Having not released an album for eight years. During that period, The Blue Nile had been living separate lives. P.J. and Robert were living in the West End of Glasgow, while Paul lived a nomadic existence, flitting between Hollywood, Europe and Glasgow. He’d been involved in some high profile relationships, and by 2004, just when everyone thought The Blue Nile were no more, rose like a Phoenix from the ashes. They didn’t even have a record deal, so agreed a deal with Sanctuary Records to release High. It proved to be the most successful album of their career.

During the time they’d been away, The Blue Nile had matured as a band. Some people said they’d grownup. What had happened was life. Having been outside the bubble that was Blue Nile, P.J. and Robert had to get on with life. The Blue Nile was on a hiatus, maybe a permanent one. As for Paul, he was leading a very different life. This gave him the material for High. 

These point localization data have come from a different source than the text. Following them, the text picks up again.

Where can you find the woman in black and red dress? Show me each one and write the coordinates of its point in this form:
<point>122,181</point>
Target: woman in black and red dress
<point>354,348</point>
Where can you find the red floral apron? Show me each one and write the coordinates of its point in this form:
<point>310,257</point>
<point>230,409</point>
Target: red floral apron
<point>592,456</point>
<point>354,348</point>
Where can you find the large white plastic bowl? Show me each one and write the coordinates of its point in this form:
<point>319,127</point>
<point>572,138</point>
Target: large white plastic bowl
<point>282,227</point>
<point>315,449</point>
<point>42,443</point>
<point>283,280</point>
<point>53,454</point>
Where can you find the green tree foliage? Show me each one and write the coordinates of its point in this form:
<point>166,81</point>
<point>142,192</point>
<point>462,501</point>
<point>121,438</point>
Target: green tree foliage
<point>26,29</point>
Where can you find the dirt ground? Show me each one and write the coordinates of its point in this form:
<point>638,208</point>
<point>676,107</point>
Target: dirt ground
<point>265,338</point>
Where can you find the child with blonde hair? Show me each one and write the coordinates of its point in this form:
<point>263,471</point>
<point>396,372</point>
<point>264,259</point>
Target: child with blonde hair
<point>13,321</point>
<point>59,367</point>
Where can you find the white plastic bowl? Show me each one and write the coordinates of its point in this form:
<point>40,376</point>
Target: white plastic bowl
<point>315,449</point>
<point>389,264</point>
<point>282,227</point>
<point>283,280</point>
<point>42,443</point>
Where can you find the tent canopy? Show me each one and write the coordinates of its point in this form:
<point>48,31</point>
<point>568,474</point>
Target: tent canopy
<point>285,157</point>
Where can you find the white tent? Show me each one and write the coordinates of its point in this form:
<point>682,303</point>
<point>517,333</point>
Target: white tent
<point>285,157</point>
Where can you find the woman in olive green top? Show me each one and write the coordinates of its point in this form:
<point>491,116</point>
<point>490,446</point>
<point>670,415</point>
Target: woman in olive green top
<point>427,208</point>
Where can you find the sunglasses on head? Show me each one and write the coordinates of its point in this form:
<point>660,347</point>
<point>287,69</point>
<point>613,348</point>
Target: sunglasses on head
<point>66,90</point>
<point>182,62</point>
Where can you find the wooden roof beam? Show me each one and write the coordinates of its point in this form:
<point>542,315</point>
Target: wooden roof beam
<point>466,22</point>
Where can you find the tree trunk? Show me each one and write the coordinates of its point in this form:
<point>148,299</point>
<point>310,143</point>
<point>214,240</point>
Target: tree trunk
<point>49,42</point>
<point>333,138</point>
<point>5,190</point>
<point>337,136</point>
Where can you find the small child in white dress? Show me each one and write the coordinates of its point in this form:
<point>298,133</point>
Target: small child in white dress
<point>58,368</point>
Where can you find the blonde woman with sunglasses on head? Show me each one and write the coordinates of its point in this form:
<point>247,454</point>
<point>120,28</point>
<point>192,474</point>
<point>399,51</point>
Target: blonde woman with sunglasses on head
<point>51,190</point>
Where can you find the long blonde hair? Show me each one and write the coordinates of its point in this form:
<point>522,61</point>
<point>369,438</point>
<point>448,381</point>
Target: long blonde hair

On the nine songs that comprise High, you’re drawn into the album’s lush, atmospheric sound. Having captured your attention, The Blue Nile don’t let go. Before long, the listener has fallen in love. They fall in love with music that’s hauntingly beautiful, emotive, dramatic and pensive. Much of this is thanks to peerless vocal performances of Glasgow’s very own Frank Sinatra, Paul Buchanan. He plays the role of the troubled troubadour, to a tee. His worldweary, emotive, heartfelt and impassioned vocal sounds as if it’s lived the lyrics he’s singing about. Lived them not just once, but several times over. Paul’s vocal adds soulfulness to an album that references Brian Eno, Kraftwerk, Tim Buckley, classic soul and seventies funk. The result is a compelling, innovative album, High. 

After High, people thought that The Blue Nile would return, possibly after another lengthy break. Sadly, that wasn’t to be. The Blue Nile were no more. At least they’d did things their way. Right up until the release of High, The Blue Nile were enigmatic, almost reclusive and publicity shy. The Blue Nile weren’t exactly your normal band. Not for them the rock “n” roll lifestyle favoured by other bands. In many ways, musical fashions and fads didn’t affect them. Their attitude was almost contrarian. Albums were recorded slowly and methodically as the Blue Nile strived for musical perfection. This wasn’t a group willing to jump onto a musical bandwagon in pursuit of fame, fortune or starlets. Quite the opposite. It seemed to be their way or no way in the pursuit of musical perfection. The Blue Nile achieved that perfection four times, and ended their career on a High. Standout Tracks: I Would Never, Because Of Toledo, She Saw The World and Stay Close.